People don’t act in their genetic self-interest alone, and myself, I’d very much rather die childless in 20 years than die childless in 10 years.
This reminds me of “life has no meaning because/if you merely die at the end.”
That would only apply to those who assign no value to their genetic / memetic legacy.
Since humans and their culture evolved, there are not many humans that are very much like that.
I feel compelled to point out here that selection pressure pointing towards genetic/memetic fitness doesn’t necessarily imply explicit values oriented towards the same goal, merely values correlated with it, and even that can sometimes get fuzzy based on moral fashion or political forces. Explicitly legacy-oriented values clearly do exist, but they’re far from universal: compare Havamal 75 to Analects of Confucius 1:11 to Epicurus’ letter to Menoeceus to get three very different perspectives on the general topic of an enduring legacy.
Humans’ “explicit values” are not to be trusted either. Humans invent all kinks of bullshit stories about their values for the purpose of signalling to prospective partners how great they are so as to better manipulate them. They are like the priests who preach chastity and fidelity—and then roger the altar boy in “a moment of weakness”.
By their works ye shall know them.
Sure, but the same goes for anyone talking about how life is meaningless because of the period at the end. We’re generally pretty terrible at making our explicit values consistent with out implicit objectives, but it doesn’t do much good to invoke an implicit goal to resolve explicit existential angst if we don’t acknowledge that goal in the first place.

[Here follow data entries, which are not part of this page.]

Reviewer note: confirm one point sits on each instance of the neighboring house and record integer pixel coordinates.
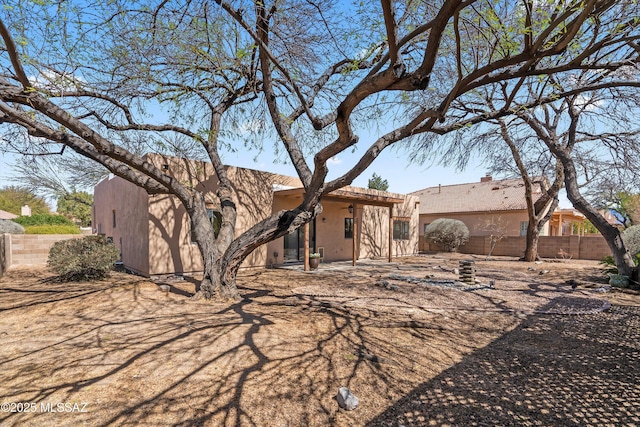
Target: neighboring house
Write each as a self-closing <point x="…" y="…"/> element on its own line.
<point x="486" y="207"/>
<point x="7" y="215"/>
<point x="153" y="231"/>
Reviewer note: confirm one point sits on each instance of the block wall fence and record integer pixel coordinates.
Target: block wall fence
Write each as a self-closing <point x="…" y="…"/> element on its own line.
<point x="28" y="249"/>
<point x="561" y="247"/>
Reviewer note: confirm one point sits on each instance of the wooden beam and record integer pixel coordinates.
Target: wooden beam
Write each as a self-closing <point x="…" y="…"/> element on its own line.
<point x="390" y="233"/>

Humans aren’t “naturally” like that—at least only a small subset of memes convinces normal ones of the intellectual truth of the proposition “life has no meaning because/if you merely die at the end”.
It is a valley of rationality sickness. If I get money now and there is an apocalypse later—such as perhaps the sun expanding to swallow the Earth (especially if we never colonize other places), or the heat death of the universe—I still consider it all worthwhile. The future in which I get a lot of stuff and then everyone dies in a cataclysm is much preferable to me to the one in which I don’t get a lot of stuff and everyone dies in a cataclysm.